Early attachment to our parents or other primary caregiver is of vital importance to healthy growth and maturity. However, traumatic breaches or disruptions in attachment between a child and a parent, places the individual at risk for developing some forms of pathology, excessive fear, anxiety or depression.
The vital process of attachment starts out during early infancy. This happens when a baby’s immature brain uses the mature functions of the parent’s brain to start to organize its own mental processes. Making sense to the world actually starts out with how the parent responds to their environment.
In particular, the parents help aid in reducing uncomfortable feelings such as fear, anxiety, or sadness; this enables the child or baby to be soothed and gives them a basic sense of safety in the world. In essence, the child feels a sense of value, greatness and builds their self worth. These positive traits are instilled in the child’s developing mind, which are essential for development. Attachment, empathy and love play a vital role in healthy development.
Fundamentally, the relationship between a child and their parents can literally determine if a child has a positive view of the world or a negative view of the world. Basically if the parent is there to soothe and comfort a child when they are uncomfortable there needs are met, a healthy relationship between child and parent is established. Consequently, a child would feel secure and safe; this would provide the basis for a positive world view. However, when a parent neglects or is not healthy themselves, insecure attachments are made.
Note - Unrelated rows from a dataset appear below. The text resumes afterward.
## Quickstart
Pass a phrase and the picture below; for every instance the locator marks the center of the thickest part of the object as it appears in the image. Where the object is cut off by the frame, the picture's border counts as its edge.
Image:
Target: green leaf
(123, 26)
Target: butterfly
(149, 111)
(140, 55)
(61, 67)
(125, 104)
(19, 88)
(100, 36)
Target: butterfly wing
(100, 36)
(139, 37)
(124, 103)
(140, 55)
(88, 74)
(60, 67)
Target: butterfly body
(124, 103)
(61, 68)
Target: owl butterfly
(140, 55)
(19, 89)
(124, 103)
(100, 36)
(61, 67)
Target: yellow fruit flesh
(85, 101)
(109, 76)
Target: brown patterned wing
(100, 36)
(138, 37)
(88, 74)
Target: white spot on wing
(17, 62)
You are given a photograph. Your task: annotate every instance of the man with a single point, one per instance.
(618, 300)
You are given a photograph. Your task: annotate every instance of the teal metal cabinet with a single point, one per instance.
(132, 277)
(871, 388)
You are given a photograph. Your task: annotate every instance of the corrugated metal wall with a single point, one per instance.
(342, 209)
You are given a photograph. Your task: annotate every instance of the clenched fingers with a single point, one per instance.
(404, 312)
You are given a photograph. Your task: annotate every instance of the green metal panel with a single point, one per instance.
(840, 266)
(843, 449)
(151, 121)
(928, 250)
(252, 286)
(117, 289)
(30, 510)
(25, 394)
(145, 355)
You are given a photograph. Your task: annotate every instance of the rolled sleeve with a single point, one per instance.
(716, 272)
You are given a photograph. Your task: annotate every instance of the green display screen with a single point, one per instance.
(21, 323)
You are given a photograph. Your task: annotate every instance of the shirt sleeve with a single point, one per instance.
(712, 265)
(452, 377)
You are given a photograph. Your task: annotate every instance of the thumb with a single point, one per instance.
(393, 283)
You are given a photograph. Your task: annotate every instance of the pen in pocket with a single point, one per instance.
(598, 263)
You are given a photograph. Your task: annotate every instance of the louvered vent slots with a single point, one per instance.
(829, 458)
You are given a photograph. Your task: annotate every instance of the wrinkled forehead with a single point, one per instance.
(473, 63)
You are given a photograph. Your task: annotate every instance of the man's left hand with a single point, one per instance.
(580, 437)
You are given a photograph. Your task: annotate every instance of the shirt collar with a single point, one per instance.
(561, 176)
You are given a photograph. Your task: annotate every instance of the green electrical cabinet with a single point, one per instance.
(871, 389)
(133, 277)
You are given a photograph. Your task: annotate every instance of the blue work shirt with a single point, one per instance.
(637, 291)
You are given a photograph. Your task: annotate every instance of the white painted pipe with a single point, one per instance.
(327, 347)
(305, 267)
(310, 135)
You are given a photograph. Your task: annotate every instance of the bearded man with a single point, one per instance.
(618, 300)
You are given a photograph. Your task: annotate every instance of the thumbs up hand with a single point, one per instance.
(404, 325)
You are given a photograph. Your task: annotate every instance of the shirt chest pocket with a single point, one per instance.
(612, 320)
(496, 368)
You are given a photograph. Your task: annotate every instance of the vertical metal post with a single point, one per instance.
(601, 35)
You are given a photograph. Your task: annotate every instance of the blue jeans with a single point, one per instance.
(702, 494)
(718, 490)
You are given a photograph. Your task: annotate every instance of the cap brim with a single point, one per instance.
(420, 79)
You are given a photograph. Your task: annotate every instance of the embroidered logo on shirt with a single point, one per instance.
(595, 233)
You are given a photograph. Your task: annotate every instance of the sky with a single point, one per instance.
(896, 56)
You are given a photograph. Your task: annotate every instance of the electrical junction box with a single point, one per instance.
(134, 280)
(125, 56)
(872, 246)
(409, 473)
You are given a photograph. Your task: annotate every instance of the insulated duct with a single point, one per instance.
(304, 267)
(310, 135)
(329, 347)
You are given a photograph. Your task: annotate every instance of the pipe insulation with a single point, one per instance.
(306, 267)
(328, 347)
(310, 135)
When a child doesn’t experience a real sense of safety in the world, or the child has no one to turn to for comfort, these repeated experiences of terror or fear, can become engrained as a negative world view. Consequently, a child would experiences feeling of being overwhelmed, being out of control and could suffer from learned helplessness. These negative experiences become ingrained in their minds and become realities with which these individuals live by, on a daily basis.
Recent research is strongly pointing to insecure attachment as the main cause to many difficulties people are experiencing in their lives today. Regardless, in reality trauma is a fact of life; however, it doesn’t have to be a life sentence. With the help of a professional therapist trained in identifying and dealing with traumatic breaches, these problems can be over come.